The broodiness is something that im struggling to cope with and im not sure how to deal with it, my doctor is completely useless and tells me to put up with it until i have a baby, i cant really avoid babies (even thou ive tried) as all my friends are either pregnant or got newborns and as a photographer i have to do shoots of bumps and babies, which is slowly getting harder.
Am just scared that im pushing my OH away because he isnt ready and i feel selfish that i want to start trying the middle of next year, he's said he may or may not feel ready by then. I dont think anyone is 100% completely ready, are they? my minds very  at the moment lol!
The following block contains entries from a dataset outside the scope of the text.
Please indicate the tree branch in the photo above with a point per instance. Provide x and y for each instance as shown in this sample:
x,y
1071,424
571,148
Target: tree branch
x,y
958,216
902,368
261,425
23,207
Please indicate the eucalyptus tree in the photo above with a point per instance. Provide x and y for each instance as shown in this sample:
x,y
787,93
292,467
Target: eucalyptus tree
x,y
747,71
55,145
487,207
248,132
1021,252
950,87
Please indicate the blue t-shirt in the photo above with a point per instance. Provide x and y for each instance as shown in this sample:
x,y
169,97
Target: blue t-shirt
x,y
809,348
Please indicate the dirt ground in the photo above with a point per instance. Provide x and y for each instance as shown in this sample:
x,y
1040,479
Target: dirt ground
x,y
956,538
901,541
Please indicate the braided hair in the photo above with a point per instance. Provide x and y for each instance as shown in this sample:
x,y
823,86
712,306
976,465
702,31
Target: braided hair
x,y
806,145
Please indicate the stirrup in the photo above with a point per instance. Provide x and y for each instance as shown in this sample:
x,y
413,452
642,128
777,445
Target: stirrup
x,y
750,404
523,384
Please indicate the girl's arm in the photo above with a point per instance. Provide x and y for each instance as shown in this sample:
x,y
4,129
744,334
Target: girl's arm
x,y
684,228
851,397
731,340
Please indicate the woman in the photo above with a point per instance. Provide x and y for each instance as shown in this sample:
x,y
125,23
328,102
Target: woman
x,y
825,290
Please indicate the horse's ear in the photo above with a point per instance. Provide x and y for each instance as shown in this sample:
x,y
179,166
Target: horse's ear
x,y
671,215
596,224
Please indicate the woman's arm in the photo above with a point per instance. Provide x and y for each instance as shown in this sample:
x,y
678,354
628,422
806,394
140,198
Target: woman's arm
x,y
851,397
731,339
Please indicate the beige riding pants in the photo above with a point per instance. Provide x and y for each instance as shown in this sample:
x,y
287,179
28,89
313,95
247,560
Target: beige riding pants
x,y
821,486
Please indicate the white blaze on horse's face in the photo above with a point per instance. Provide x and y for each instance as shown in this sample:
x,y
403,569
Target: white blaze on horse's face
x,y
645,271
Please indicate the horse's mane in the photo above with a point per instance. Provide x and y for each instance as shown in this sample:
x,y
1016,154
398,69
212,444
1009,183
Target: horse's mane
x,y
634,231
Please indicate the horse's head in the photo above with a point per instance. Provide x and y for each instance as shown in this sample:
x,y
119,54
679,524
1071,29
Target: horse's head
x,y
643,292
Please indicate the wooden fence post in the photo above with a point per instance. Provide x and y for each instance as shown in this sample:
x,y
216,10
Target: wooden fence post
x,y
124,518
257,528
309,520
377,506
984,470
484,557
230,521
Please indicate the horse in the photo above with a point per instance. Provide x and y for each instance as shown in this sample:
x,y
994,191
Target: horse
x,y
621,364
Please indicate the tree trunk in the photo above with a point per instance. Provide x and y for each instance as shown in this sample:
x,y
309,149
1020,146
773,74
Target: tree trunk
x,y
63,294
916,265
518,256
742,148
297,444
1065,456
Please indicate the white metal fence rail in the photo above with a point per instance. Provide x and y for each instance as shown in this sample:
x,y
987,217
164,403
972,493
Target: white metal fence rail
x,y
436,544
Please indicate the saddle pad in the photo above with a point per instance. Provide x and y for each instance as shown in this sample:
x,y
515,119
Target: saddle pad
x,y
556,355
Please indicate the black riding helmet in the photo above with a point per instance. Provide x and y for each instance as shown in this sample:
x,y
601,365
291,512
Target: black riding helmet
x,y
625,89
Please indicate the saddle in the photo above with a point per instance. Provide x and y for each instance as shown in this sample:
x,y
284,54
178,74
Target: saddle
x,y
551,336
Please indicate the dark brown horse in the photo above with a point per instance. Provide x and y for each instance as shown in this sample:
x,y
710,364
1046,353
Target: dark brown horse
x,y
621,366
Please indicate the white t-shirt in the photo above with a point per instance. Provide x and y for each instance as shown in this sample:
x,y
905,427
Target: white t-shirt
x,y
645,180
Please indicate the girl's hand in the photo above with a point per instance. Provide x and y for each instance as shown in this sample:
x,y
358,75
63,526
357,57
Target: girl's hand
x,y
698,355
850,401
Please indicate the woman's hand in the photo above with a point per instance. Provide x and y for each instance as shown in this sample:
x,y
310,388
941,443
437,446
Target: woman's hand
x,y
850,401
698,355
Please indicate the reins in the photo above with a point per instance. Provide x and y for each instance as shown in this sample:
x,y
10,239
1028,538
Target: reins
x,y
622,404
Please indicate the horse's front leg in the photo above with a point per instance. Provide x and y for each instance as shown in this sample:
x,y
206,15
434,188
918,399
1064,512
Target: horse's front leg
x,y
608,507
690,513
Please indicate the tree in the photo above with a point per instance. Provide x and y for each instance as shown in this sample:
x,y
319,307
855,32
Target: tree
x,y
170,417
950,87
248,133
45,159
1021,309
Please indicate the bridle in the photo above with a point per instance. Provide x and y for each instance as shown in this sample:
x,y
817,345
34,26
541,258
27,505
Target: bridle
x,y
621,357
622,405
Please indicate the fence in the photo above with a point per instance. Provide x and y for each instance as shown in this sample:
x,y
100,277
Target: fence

Sorry for the rant lol *


----------



## Sun_Flower

Tiger Eyes - I was in totally the same boat as you - I'm nearly 25, and am SO broody it's insane. Everyone around me seems to be a mum or be pregnant, I work with children so I see new babies every day, but my OH was TOTALLY set on not trying for at least another year because he wants a decent job before we try. Luckily for me, his sister had a baby and he fell in love with it and decided he's definitely ready for a baby earlier than he had thought. The way we rationalised it though is that, it takes on average about 6 months to get pregnant, and then obviously you've got the 9 months of pregnancy. Which makes over a year before you'd have a baby around anyway! Why not put it to your OH that way - even if you got pregnant right away, you'd still have another year of just you two (which is what he wants) but you'd be actively moving towards having a baby (which is what you want!) xx


----------



## odd_socks

*i will certainly give that a try thank you  fingers crossed it works  *


----------



## jexter

I know what you mean! I'm sort of in the same boat myself! But - I'm male! haha
Good advice sun flower :)


----------



## lillmoo

MummyK. said:


> lillmoo: why not try telling hubby what having a baby with the love of your life means to him, that it is the most amzing feeling in the world a part of two people to create something so precious. sometimes you have to give them a little encouragment as i think men are more scared of some things than us tough gals! :)
> Chin up hun! :)

we did that talk quite soon after i posted that post, and we've brought the date forward by four months, which makes me very happy!!


----------



## odd_socks

jexter said:


> I know what you mean! I'm sort of in the same boat myself! But - I'm male! haha
> Good advice sun flower :)


*nice to see a male feel the same  

im real happy hes brought the wait forward for you chick, mine is slightly more stubborn and wont change his mind anytime soon  his best mate is thrilled to know hes having a baby girl in 4 months time, i'd hoped seeing him so happy might have sparked him into thinking he might also love the idea but nope *


----------